Don’t add a bunch more ECs thinking that will boost your profile. Stick with 2-3 and take on leadership roles. Did you take your ACT as a junior? If so you’re done. Don’t listen to anyone if they say you need to take it again to try to boost it. You can’t do much better than top 1%. Why are you taking more SAT IIs? Does CAS even require them? If you can get in the 700s on those tests then I suppose sharing them boosts your profile a bit on the application, but it’s not weighted as heavily as most people think.
Anyway, you’re golden on testing, a little weak on GPA, solid on ECs. If you were a senior right now I would say you have a shot.
Update, just got my first quarter final grade, and I got a 3.9 UW GPA. Would this upward trend improve my chances if I kept this up? I’m very interested in playwriting so I hope this connection to English major and my experience in theatre will give me an edge. Thanks to everyone who has responded.

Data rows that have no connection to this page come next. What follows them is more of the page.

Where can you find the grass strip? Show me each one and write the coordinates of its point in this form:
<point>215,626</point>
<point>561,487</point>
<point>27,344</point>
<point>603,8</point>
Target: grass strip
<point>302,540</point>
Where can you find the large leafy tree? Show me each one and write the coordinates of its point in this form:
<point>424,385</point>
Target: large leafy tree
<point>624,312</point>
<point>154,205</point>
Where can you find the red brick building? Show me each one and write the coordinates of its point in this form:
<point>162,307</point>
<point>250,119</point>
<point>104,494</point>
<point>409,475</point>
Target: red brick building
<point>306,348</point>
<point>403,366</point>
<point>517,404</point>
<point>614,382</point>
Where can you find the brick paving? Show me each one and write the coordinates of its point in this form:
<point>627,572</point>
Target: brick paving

@ruby9292 I’m assuming your transcripts will only show semesters, not quarters, so yes, by all means keep up the good work. Just make sure your second quarter is as good as your first for a high semester average. It all depends on how you finish the entire junior year though. This whole academic year has to be great. Are you applying early decision for Cornell? If so, then your junior year is the ONLY thing they have to go by. I applied ED this year and will hear the results in a couple more weeks - before they have seen a single senior grade. So junior year upward trend is critical if you want them to forget about that C.
Also, have you considered Northwestern and Carnegie Mellon? I hear they have excellent theater and writing majors.